O Sr. Totó Cavalcante - Com a aquiescência do ilustre Presidente da Mesa pela tolerância em relação ao tempo, quero dizer, Sr. Presidente, Senador Eduardo Suplicy, que este é um momento sério para o País. Os sem-terra de hoje talvez sejam os "com-terra" de ontem. Esse é um tema que, aliás, tanto o partido de V. Exª discute. Entendo, com a permissão de V. Exª, Senador Iris Rezende, que um dos discursos mais importantes que ouvi durante a minha temporada nesta Casa foi o de V. Exª. Assim, quero cumprimentá-lo porque o fez, primeiro, por ter suas origens plantadas no campo. Falou com propriedade também porque, como Ministro, nos tempos duros de uma transição política, quando se fazia uma Constituinte e toda a sociedade estava também em convulsão, V. Exª ensinou ao País como se produzia, possibilitando ao povo uma supersafra. Portanto, Ministro Iris Rezende, hoje Senador da República, eu gostaria de dizer a V. Exª que, neste momento em que se fala em real, se reprime um setor de produção com a desculpa de combater a inflação, no meu entender - e acredito que V. Exª também entenda assim -, não se combate inflação fechando um setor de produção, em especial, o setor agrícola deste País.

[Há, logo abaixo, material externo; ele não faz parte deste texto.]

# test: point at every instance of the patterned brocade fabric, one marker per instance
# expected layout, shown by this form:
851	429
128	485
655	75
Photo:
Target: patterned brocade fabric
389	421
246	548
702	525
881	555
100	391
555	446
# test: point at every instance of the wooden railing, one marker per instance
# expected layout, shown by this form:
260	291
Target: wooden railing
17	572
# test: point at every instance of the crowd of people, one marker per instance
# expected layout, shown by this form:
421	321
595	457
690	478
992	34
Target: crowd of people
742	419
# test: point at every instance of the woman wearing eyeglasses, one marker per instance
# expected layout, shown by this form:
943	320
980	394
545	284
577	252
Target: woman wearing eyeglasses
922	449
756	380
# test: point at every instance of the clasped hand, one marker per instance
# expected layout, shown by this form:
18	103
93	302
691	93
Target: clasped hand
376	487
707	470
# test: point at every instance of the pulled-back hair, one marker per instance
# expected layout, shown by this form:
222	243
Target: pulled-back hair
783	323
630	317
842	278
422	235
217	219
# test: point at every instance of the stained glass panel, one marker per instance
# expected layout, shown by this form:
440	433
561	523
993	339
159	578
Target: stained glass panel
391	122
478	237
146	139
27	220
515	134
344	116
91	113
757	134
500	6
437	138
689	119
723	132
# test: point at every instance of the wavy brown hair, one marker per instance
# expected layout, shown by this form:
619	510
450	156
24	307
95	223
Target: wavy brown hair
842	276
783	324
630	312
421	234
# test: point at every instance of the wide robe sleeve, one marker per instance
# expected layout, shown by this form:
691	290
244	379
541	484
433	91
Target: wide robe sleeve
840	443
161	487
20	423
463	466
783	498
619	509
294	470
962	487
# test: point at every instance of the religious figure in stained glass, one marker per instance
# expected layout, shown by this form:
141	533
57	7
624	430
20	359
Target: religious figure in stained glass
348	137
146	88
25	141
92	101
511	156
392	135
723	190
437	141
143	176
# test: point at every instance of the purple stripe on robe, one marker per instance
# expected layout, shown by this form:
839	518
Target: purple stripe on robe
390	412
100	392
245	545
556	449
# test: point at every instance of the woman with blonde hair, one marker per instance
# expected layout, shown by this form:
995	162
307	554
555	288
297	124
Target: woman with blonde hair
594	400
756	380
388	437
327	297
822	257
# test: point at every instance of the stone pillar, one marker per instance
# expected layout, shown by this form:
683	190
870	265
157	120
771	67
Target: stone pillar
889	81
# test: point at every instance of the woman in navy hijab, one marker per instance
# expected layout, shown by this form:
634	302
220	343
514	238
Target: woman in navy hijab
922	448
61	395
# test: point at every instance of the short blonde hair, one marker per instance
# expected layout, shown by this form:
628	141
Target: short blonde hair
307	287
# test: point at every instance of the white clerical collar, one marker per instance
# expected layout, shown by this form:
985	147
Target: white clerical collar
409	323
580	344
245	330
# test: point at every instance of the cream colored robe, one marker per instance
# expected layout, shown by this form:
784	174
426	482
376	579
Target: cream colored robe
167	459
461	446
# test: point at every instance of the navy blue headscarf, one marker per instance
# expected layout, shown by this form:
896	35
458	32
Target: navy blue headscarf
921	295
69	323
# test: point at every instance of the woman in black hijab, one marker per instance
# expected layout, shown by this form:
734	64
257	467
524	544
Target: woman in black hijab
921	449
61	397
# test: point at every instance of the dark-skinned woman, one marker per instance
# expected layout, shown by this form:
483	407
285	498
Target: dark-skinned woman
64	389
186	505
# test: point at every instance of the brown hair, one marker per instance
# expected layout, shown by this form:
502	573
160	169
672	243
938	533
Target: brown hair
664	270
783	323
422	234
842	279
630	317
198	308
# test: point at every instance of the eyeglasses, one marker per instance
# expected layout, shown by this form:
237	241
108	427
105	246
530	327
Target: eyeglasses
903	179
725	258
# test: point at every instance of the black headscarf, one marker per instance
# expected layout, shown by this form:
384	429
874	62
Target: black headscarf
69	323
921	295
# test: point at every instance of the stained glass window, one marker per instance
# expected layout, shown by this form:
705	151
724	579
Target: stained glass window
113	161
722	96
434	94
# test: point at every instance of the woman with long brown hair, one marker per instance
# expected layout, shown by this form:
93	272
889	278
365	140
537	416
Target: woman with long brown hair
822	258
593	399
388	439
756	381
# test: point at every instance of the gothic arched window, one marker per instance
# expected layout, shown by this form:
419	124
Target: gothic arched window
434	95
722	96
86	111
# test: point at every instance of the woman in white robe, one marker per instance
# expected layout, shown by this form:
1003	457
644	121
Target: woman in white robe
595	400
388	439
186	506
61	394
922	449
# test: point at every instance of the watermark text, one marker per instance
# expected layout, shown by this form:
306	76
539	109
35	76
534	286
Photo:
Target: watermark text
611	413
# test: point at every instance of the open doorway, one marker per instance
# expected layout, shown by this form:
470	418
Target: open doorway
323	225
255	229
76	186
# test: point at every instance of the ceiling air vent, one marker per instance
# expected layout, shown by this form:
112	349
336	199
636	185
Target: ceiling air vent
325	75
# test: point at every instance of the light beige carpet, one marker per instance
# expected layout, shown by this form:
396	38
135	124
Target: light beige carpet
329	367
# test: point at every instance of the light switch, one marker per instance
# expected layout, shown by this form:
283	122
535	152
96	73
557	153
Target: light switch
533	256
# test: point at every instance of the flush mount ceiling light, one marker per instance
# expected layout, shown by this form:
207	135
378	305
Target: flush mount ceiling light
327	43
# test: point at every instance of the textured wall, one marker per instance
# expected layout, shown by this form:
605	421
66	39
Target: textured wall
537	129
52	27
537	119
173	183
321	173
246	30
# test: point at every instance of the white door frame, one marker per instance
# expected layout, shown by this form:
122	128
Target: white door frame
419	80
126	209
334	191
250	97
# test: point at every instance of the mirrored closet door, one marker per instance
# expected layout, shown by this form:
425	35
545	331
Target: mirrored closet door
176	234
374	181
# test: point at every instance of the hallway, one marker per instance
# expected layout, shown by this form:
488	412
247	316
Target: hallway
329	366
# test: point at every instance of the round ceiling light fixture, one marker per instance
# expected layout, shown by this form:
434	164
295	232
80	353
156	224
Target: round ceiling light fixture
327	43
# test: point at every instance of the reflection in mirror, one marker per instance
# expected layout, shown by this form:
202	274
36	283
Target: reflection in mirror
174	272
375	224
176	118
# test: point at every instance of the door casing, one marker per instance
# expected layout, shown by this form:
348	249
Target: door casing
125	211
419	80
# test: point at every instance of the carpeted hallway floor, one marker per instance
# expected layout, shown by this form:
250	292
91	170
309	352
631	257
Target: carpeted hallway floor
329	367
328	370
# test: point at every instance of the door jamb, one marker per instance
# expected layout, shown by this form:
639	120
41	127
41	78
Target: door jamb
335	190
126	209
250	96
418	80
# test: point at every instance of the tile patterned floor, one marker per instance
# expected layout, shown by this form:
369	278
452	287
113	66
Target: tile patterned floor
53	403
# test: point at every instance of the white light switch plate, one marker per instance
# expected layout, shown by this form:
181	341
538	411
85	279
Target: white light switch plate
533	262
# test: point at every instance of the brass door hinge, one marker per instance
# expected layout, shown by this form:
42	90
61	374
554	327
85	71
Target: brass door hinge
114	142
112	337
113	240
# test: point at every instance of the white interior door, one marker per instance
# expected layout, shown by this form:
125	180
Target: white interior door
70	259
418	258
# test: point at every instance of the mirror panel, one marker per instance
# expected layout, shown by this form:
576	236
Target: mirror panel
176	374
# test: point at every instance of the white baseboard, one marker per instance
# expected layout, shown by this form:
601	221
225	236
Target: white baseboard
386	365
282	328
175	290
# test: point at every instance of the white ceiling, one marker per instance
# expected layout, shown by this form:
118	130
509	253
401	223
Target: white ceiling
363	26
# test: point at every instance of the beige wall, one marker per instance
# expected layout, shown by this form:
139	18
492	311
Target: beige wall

Além de cumprimentá-lo, peço a V. Exª que mostre a este País a receita que, como Ministro, no conflito da transição, V. Exª deu a este País: uma supersafra.

O SR. IRIS REZENDE - Agradecemos o aparte de V. Exª, que muito nos honrou, valorizando o nosso pronunciamento nesta tarde e permitindo que ele integre o nosso discurso. Embora há pouco tempo nesta Casa, conhecemos V. Exª há muito. Desde a sua meninice, convivemos com V. Exª e sabemos que traz, na própria carne, a angústia, as apreensões e o sofrimento do homem do campo. Aqui no Senado, V. Exª é, na verdade, uma peça legítima nesse processo de defesa da agricultura em nosso País.

O Sr. Pedro Simon - V. Exª me permite um aparte?

O SR. IRIS REZENDE - Ouço V. Exª, Senador Pedro Simon.

O Sr. Pedro Simon - Nobre Senador, não há dúvida de que é da maior importância o pronunciamento de V. Exª e também da maior oportunidade. Em Porto Alegre, neste final de semana, as manchetes dos jornais diziam que no Rio Grande do Sul 85% dos agricultores haviam entrado no plano de securitização já haviam recebido o dinheiro e que o total aplicado pelo Governo chegava a cinco milhões. Todo esse dinheiro, que devia ter vindo na época do plantio, é menos do que o Governo deu para o Banco Nacional, é o que o Governo deu para os agricultores, com um ano de atraso, nesse plano de securitização. V. Exª diz bem que o Brasil chegou a produzir seis milhões de toneladas de um trigo um pouco mais caro. Afirmavam que era um trigo um pouco inferior. Com o tempo, a produtividade no Paraná e em outros estados vinha aumentando permanentemente. Quanto à qualidade, não se discute e, como bem disse V. Exª, chegamos aos seis milhões de toneladas para atender ao consumo. Importávamos um milhão e oitocentos mil toneladas. Quando produzimos os seis milhões de toneladas, seria o momento da "festa", de decretarmos um feriado nacional e dizermos: agora, no próximo ano vamos ser auto-suficientes como produtores de trigo. Neste caso, é como afirmou V. Exª. Como o nosso trigo custava US$150...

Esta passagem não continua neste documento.